Over the last fifteen years (timeframe chosen to be since Bush the Elder), I’ve not once heard a Republican advocate a tax increase, but I’ve heard them advocate tax cuts to solve every imaginable problem, from budget surpluses to budget deficits, from too-strong economies to too-weak economies, from gout to hair loss. I’ve heard Democrats advocate both tax increases and tax cuts. It’s not me throwing out the ridiculousness, it’s the last fifteen years of Republican doctrine.
If I’m wrong–if prominent Republicans have lately been advocating responsible tax increases where appropriate–I’m ready to be corrected.
He’s going to significantly raise taxes in the next four years? I guess you can kiss the economic recovery goodbye, then.
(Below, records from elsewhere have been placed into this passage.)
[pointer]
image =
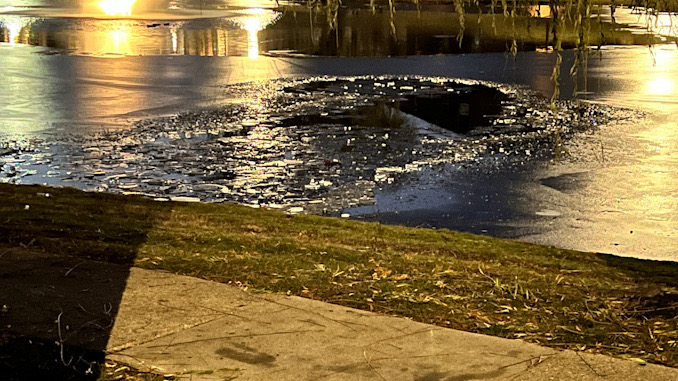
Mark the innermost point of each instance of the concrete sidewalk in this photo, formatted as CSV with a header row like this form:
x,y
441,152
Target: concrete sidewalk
x,y
203,330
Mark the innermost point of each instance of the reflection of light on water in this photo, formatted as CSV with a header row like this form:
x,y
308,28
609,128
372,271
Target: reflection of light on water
x,y
542,11
175,41
14,26
117,7
120,40
253,23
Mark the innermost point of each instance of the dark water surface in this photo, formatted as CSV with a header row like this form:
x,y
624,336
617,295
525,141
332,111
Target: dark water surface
x,y
616,194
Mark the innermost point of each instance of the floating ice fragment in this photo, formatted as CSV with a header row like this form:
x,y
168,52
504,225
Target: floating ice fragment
x,y
184,199
548,213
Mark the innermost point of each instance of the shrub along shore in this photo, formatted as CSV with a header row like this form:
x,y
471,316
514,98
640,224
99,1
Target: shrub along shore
x,y
553,297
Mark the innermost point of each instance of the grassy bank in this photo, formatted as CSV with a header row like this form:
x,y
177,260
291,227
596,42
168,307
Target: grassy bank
x,y
553,297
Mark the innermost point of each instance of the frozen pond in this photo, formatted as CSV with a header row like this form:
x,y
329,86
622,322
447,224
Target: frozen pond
x,y
72,108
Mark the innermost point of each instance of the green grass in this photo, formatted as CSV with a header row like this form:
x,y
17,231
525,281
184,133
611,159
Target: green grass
x,y
553,297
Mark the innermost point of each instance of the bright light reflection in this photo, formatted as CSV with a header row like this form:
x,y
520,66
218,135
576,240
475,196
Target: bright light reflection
x,y
542,11
257,21
117,7
120,41
14,25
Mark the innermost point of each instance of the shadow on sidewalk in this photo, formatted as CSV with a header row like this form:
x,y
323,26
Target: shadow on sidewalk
x,y
59,302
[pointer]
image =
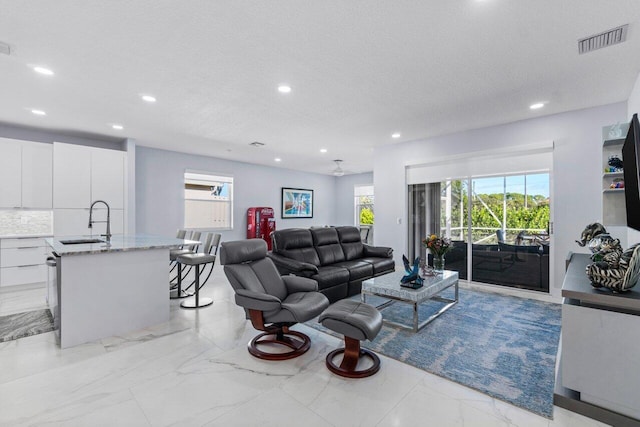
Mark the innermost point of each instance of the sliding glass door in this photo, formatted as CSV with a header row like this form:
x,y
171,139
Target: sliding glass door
x,y
503,218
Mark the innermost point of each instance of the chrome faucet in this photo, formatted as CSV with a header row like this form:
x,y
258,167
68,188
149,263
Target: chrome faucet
x,y
108,221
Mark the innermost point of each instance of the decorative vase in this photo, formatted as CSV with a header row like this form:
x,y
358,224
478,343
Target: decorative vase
x,y
438,263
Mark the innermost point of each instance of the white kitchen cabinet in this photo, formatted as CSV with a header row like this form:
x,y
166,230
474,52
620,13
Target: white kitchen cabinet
x,y
71,176
37,174
10,171
107,177
22,261
83,175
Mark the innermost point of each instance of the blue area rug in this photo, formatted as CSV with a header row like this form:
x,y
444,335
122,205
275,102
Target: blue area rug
x,y
500,345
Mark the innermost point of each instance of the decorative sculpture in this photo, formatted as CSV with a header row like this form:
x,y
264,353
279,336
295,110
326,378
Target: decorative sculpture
x,y
612,268
412,279
619,274
590,231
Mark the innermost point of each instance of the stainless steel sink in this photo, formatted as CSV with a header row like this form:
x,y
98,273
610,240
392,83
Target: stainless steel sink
x,y
80,241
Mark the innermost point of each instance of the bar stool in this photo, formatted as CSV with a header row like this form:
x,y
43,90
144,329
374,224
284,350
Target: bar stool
x,y
196,260
174,255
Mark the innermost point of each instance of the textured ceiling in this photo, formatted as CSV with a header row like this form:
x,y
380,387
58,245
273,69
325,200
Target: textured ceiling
x,y
359,70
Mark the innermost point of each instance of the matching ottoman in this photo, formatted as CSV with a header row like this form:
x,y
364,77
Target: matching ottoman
x,y
356,321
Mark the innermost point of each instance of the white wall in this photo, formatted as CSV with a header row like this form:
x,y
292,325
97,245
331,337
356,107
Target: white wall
x,y
345,202
160,191
576,179
633,104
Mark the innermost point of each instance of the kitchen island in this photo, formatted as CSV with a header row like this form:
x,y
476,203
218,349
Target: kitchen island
x,y
108,288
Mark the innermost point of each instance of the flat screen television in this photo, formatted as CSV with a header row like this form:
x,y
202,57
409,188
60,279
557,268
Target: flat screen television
x,y
631,168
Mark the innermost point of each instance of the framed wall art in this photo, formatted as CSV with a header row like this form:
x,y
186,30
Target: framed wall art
x,y
297,203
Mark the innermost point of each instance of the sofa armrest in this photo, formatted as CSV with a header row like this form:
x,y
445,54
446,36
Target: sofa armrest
x,y
378,251
257,301
287,265
299,284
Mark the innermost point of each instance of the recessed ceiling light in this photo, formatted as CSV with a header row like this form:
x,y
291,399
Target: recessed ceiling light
x,y
43,70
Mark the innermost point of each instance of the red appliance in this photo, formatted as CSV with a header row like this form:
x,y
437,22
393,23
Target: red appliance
x,y
260,224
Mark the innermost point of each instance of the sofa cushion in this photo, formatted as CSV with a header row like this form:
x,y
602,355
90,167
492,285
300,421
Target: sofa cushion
x,y
358,269
295,243
351,242
380,265
327,245
329,276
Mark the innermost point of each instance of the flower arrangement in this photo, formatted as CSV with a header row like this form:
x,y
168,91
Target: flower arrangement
x,y
437,245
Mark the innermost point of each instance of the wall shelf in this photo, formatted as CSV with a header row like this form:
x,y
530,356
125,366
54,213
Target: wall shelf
x,y
613,206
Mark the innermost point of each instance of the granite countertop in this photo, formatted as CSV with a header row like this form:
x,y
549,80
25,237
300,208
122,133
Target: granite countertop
x,y
119,243
24,236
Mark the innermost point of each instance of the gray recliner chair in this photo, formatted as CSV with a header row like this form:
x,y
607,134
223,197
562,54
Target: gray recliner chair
x,y
272,303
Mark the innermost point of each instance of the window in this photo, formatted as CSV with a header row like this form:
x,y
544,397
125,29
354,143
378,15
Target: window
x,y
364,211
364,204
498,226
208,201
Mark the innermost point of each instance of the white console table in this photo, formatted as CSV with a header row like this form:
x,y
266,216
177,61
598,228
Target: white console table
x,y
600,349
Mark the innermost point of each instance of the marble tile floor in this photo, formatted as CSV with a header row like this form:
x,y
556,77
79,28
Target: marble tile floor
x,y
195,371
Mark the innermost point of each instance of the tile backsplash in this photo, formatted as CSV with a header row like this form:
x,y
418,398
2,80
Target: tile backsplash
x,y
19,222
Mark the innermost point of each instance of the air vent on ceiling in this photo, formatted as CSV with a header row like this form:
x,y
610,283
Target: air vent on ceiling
x,y
5,48
338,171
604,39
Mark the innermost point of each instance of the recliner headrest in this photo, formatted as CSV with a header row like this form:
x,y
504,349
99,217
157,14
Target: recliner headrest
x,y
240,251
291,238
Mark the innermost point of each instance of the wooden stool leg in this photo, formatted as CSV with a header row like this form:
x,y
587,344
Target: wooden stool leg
x,y
352,354
195,303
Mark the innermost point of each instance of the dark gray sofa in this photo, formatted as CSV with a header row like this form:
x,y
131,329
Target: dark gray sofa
x,y
333,256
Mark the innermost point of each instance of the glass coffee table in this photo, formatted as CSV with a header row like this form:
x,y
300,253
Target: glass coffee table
x,y
388,286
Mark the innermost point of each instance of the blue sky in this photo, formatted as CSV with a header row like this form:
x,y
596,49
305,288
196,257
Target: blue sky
x,y
537,184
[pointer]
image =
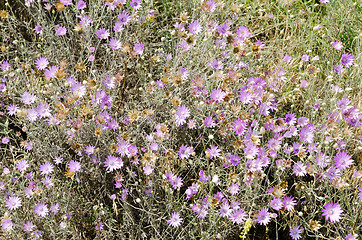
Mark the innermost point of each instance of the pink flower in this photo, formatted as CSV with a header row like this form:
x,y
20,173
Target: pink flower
x,y
175,220
263,216
295,232
28,227
234,189
287,58
332,212
74,166
195,27
41,209
102,33
289,203
41,63
299,169
343,160
81,5
138,48
22,165
113,163
214,151
114,44
218,95
46,168
38,30
61,31
13,202
7,224
238,216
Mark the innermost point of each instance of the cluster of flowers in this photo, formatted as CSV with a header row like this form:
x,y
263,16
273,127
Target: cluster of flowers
x,y
247,136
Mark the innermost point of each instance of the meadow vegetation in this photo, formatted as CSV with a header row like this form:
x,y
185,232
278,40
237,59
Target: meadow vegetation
x,y
185,119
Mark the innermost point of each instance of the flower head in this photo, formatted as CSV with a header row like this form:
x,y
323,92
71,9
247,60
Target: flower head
x,y
138,48
295,232
214,151
41,209
289,203
61,31
337,45
175,220
238,216
28,227
13,202
347,59
263,216
46,168
343,160
332,212
74,166
102,33
195,27
115,44
299,168
22,165
41,63
181,114
218,95
7,224
113,163
136,4
124,18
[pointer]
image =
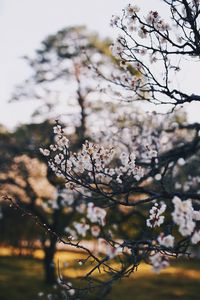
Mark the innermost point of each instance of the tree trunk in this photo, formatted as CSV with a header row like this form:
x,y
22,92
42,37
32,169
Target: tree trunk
x,y
49,266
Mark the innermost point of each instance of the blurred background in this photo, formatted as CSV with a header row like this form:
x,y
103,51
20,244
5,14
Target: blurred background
x,y
44,76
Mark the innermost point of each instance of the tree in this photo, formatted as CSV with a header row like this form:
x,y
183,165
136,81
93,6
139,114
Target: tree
x,y
59,62
145,175
149,173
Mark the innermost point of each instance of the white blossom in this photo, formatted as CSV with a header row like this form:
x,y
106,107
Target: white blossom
x,y
155,218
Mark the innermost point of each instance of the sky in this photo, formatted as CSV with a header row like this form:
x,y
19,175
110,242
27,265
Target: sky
x,y
25,23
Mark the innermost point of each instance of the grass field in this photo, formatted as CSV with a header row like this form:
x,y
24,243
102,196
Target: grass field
x,y
21,279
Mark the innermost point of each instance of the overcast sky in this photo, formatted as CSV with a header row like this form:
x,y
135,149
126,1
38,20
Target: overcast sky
x,y
24,23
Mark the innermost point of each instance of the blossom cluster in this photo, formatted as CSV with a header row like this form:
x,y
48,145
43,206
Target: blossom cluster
x,y
185,217
155,217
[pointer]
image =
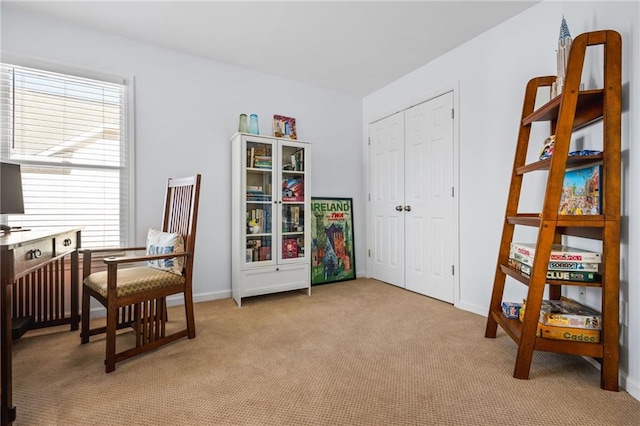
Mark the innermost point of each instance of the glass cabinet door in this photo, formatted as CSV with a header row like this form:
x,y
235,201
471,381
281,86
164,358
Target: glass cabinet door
x,y
259,233
292,223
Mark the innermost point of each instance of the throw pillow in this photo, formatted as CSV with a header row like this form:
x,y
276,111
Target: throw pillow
x,y
159,242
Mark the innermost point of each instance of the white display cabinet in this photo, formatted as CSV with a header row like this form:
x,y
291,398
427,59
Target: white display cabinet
x,y
270,215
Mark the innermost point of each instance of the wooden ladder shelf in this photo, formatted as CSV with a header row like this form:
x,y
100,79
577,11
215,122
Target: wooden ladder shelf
x,y
569,111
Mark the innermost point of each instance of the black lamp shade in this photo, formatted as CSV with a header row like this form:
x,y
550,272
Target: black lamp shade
x,y
11,201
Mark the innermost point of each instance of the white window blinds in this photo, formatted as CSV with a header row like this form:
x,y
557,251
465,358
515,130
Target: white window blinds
x,y
69,134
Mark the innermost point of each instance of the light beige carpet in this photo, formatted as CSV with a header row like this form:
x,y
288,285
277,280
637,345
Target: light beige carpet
x,y
353,353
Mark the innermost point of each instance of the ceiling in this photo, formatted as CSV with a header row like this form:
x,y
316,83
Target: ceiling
x,y
353,47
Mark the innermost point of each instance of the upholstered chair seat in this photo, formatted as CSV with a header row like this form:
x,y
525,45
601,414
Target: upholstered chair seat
x,y
133,280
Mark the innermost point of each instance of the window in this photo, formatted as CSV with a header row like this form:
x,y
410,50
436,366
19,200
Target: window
x,y
69,133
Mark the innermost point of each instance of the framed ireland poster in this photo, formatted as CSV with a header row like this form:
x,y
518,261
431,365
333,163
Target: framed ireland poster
x,y
332,251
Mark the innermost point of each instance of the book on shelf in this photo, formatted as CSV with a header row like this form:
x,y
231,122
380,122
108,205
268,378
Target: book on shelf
x,y
566,313
557,265
558,253
289,248
293,189
568,333
583,276
581,191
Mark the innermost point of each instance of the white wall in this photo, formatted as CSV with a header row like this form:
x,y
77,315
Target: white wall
x,y
492,71
186,110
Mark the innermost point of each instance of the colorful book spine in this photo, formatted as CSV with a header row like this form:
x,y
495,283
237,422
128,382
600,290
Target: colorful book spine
x,y
569,313
568,333
558,265
559,253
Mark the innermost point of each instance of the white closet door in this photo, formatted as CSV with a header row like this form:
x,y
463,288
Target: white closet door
x,y
429,206
387,199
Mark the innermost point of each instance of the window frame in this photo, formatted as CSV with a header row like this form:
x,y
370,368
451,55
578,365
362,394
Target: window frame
x,y
129,117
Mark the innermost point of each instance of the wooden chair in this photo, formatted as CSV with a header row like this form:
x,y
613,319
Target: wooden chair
x,y
134,295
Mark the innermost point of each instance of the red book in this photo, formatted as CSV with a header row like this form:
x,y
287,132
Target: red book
x,y
289,248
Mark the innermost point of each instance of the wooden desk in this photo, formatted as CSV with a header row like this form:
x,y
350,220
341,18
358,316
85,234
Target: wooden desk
x,y
33,278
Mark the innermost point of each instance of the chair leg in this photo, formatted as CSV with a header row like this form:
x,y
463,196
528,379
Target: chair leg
x,y
112,326
86,303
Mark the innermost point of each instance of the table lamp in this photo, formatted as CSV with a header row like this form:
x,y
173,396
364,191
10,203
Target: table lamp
x,y
11,201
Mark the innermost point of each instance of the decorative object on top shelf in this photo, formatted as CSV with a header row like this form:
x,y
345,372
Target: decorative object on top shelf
x,y
332,249
253,124
581,191
547,148
284,127
253,226
242,125
564,46
584,152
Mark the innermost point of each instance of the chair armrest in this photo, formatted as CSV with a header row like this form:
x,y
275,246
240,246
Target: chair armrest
x,y
109,249
115,260
88,254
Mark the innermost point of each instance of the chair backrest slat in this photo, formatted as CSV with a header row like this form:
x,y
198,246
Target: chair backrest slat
x,y
181,209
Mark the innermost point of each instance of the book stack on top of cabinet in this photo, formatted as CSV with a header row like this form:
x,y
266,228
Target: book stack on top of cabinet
x,y
565,263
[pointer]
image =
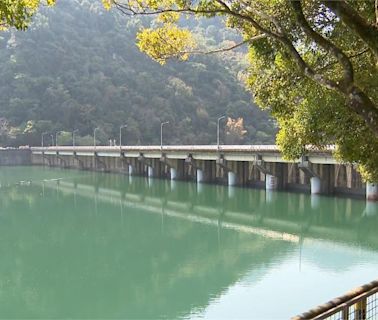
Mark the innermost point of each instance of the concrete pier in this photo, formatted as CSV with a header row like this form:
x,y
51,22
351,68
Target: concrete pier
x,y
372,191
244,166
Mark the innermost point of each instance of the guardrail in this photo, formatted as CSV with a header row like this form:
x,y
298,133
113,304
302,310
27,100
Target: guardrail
x,y
358,304
185,148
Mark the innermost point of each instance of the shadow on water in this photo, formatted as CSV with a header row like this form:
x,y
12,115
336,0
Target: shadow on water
x,y
103,245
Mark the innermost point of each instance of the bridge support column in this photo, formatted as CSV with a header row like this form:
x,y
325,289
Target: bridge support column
x,y
173,173
372,191
130,169
150,172
200,177
316,185
231,178
271,182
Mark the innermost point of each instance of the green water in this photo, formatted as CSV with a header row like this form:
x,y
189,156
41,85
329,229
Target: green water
x,y
92,245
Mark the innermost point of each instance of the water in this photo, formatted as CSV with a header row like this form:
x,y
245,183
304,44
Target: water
x,y
77,244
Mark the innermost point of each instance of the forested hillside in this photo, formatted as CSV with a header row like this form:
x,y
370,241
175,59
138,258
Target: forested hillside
x,y
77,67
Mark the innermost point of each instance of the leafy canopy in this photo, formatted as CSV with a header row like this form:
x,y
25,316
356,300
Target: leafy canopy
x,y
312,63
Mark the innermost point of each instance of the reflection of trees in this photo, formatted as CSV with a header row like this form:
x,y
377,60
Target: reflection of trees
x,y
67,259
78,264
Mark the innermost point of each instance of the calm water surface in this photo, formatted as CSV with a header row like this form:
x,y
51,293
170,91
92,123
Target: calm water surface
x,y
78,244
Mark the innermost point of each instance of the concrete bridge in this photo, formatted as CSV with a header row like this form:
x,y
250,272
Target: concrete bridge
x,y
236,165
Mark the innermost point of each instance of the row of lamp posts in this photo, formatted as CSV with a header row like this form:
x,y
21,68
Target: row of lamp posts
x,y
162,124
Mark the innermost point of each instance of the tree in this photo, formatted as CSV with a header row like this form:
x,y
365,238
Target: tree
x,y
18,13
313,64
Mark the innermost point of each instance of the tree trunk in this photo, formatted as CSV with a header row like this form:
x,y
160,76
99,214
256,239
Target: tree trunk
x,y
361,104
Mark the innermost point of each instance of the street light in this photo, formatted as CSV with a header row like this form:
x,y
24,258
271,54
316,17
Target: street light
x,y
219,119
161,133
42,142
94,137
73,137
56,137
120,134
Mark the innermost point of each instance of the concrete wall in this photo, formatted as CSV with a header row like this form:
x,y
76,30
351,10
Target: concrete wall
x,y
16,157
334,178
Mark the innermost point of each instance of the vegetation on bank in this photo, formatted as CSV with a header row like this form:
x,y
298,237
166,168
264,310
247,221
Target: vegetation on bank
x,y
312,63
77,67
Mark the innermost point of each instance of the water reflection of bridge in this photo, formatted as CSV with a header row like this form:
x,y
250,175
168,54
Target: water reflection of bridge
x,y
308,217
139,248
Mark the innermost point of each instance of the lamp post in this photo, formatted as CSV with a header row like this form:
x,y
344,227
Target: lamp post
x,y
73,137
56,137
219,119
120,134
42,142
161,133
94,137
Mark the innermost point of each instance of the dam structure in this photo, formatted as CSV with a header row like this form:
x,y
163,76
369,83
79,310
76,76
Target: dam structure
x,y
260,166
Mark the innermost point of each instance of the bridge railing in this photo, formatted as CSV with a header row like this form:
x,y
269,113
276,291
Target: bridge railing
x,y
172,148
358,304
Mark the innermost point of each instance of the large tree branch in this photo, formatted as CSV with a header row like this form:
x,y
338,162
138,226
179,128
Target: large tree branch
x,y
358,101
352,19
340,56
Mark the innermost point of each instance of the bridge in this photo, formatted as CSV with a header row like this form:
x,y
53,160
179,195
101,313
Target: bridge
x,y
236,165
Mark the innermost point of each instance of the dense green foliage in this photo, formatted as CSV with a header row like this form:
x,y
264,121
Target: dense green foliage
x,y
313,63
77,67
There’s some real sleight-of-hand going on here. When the stimulus package was being pushed, criticism of how long it would be before it took effect was answered by saying that the recession would probably be very long. But Obama’s deficit forecast suggests they believe it will be very short. if the recession is over within two years, then a ‘stimulus’ package which has spending going all the way out to 2019 is no stimulus at all.
Also, I assume that their forecast assumed they are going to get their 1.5 Keynesian multiplier out of the stimulus, and I’ll believe that when I see it.
I also wonder if they are factoring in Bernanke’s plan to contract the money supply rapidly as the economy picks up steam, to forestall massive inflation from all the injections of money the Fed has been doing? And if Bernanke can’t manage a ‘soft landing’ with respect to inflation, then as the economy comes back to life inflation will start to rise dramatically, which will require high interest rates to combat. That will depress the economy again.
I also think they are greatly over-estimating how much of the military budget they can cut back by withdrawing from Iraq. Obama just sent 17,000 more soldiers to Afghanistan, and won’t be able to pull more than 50-75,000 troops out of Iraq before the next election, IMO. And the military is heavily over-extended. The result of those soldiers coming home won’t be few soldiers in the military- it’ll be the same number, just not worked quite so hard. In economic terms, soldier productivity will go down.
Another factor - is anyone thinking about the cost overruns that are guaranteed to happen with all this hastily-assembled and budgeted infrastructure spending? The history of large government construction projects is not one of on-time, on-budget program management. Expect those costs on average to perhaps double.
There are more, of course - the Governator just recently raised taxes, as you know. I can come up with even more examples than this if pressed. But I’m sure you won’t press, and just admit your error.